Though it attracted considerably less media attention than his comments on foreign policy, the need to maintain the US’s business competitiveness was a prominent tenet of George Bush’s state-of-the-union address on January 31.
Addressing Congress, the president stressed the urgency of making permanent a temporary R&D tax break for US companies that expired at the end of 2005. The White House-sponsored American Competitiveness Initiative would offer, in fiscal year 2007, $4.6bn to fund the tax credit, $380m to improve mathematics and science instruction in high schools, and $910m to increase funding for government research projects.
Soon after the speech, Mr Bush was on the road and continuing to ram home the point.
“Congress needs to understand that nations like China and India and Japan and Korea and Canada all offer tax incentives that are permanent,” the president told employees at the Minnesota headquarters of industrial group 3M two days later. “We live in a competitive world. We want to be leader in this world.”
For the moment, the US is the clear leader of the knowledge economy – although, with Asia nipping at its heels, it is unclear how much longer that will be the case. The US cannot afford to be complacent about innovation, R&D and competitiveness; it will have to fight to retain its crown.

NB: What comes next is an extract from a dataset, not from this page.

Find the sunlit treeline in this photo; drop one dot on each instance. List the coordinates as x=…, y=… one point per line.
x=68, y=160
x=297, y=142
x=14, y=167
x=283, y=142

Congress, which is considering bills that would extend the R&D tax credit for one year, should make it permanent as soon as possible and give budgetary priority to competitiveness-boosting initiatives.
Europe, however, will need to fight even harder to avoid drifting to a distant third place. To date, EU leaders have shown little will to back up their fighting words with hard cash and tangible solutions.
As for which contender has the best chance of knocking the US out of first place, the smart money is on Asia.